Top Tips To Avoid Bloating This Summer

BBQ food, buckets of Pimms and ice cream – it’s official, the summer season is here! But what can we do if the joys of summer come with a side of uncomfortable bloating? Read on for my top tips to help avoid the dreaded bloat this summer!



Mindful eating is the process of paying attention to your food, listening to your body and enjoying the practice of eating.

The initial phase of digestion is called the cephalic phase, which usually commences before we start to eat our food. This phase of digestion begins with the brain seeing, smelling and anticipating food. During this phase, the brain informs the stomach that it should prepare to receive food,  by activating a number of digestive activities – salivation is activated and pancreatic enzymes and stomach acids are released. 

When we are distracted (scrolling on our phones, working, watching TV) during meal times, we can miss this crucial stage of digestion, and be left with indigestion and bloating. To counteract this, pay attention to your meal times! Eat slowly, smell your food take time to notice the textures and enjoy the process of eating.  



Bitter foods help to stimulate the body’s digestion by encouraging digestive secretions in the stomach, which help to break down food more effectively, absorb more nutrients and help encourage the production of Gastrin. Gastrin is a hormone that helps to support digestion by controlling numerous digestive functions such as producing stomach acid, pancreatic enzymes and bile. 

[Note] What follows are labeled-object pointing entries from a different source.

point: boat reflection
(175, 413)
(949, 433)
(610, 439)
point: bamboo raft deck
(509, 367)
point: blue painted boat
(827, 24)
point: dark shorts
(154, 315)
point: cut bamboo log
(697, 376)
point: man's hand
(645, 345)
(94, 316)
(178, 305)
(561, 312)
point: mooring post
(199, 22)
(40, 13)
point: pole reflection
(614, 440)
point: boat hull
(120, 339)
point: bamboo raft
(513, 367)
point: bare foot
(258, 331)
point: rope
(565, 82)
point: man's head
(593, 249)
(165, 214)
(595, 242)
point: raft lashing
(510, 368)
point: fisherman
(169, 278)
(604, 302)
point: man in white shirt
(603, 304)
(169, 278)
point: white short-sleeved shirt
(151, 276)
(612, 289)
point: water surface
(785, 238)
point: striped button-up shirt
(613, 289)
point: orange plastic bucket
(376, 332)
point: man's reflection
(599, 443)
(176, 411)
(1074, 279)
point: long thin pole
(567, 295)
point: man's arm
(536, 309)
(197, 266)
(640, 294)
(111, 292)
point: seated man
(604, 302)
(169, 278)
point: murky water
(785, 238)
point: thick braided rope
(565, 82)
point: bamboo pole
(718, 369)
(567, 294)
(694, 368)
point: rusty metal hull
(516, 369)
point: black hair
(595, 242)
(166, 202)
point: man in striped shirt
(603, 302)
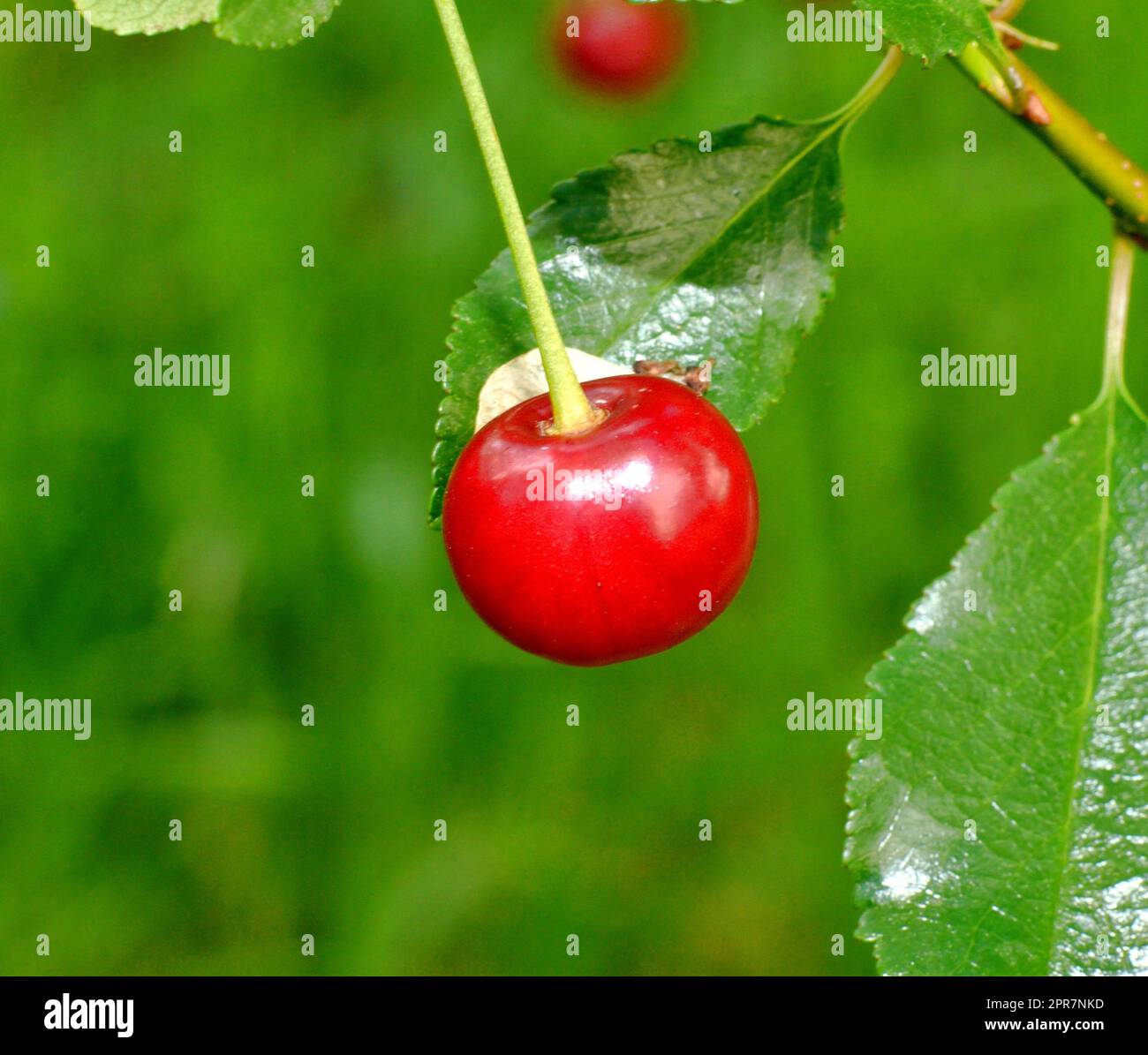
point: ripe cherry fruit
(607, 545)
(620, 47)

Try consuming the below bitter foods 15 minutes before a large meal to help kick start the digestive process:

  • 1 shot of apple cider vinegar
  • 1 handful of rocket or chicory
  • ½ a lemon juice into a glass of water



Absolutely enjoy a good drink this summer, but making a few sensible choices might be the difference between feeling groggy and bloated the next day or light and upbeat! 

Our gut doesn’t really like alcohol. The digestive system has to work overtime to eliminate it, and prioritises the elimination of alcohol over other nutrients such as fats, proteins and carbohydrates, which can lead to indigestion and bloating. Booze will further impact stomach acid production, which reduces the stomach’s ability to destroy the bacteria that enter the stomach. This increases the risk of harmful bacteria entering the upper small intestine.

When it comes to navigating alcohol, it might help to avoid alcohols that are high in FODMAPS. FODMAPs are a type of carbohydrate found in certain foods such as wheat, beans and some fruits and veggies. FODMAPs are resistant to digestion, and instead of them being absorbed by the bloodstream, they reach the far end of the intestine where your gut bacteria use these carbs for fuel. Hydrogen gas is produced, causing digestive symptoms in sensitive individuals such as diarrhoea, bloating and IBS-like symptoms. 

Many feel that alcohol can exacerbate their IBS symptoms, but is it really necessary to restrict alcohol to manage your bloating? I have some good news and bad news when it comes to alcohol and FODMAPs.

There are a number of low FODMAP alcohol options to try out to avoid bloating this summer:

  • 150ml serving of red or white wine
  • 30ml serving of gin or vodka
  • Stick to clear mixers such as soda or sparkling water. And be wary of tonic, as after a few G&T’s that sugar and carb content can creep up. 



Allowing your digestive system to have a break of 12-14 hours can potentially prevent bloating by giving your digestive system time to do its job. During this time of not eating, your MMC (migrating motor complex) works to digest food, break down food particles and clear out the intestines. 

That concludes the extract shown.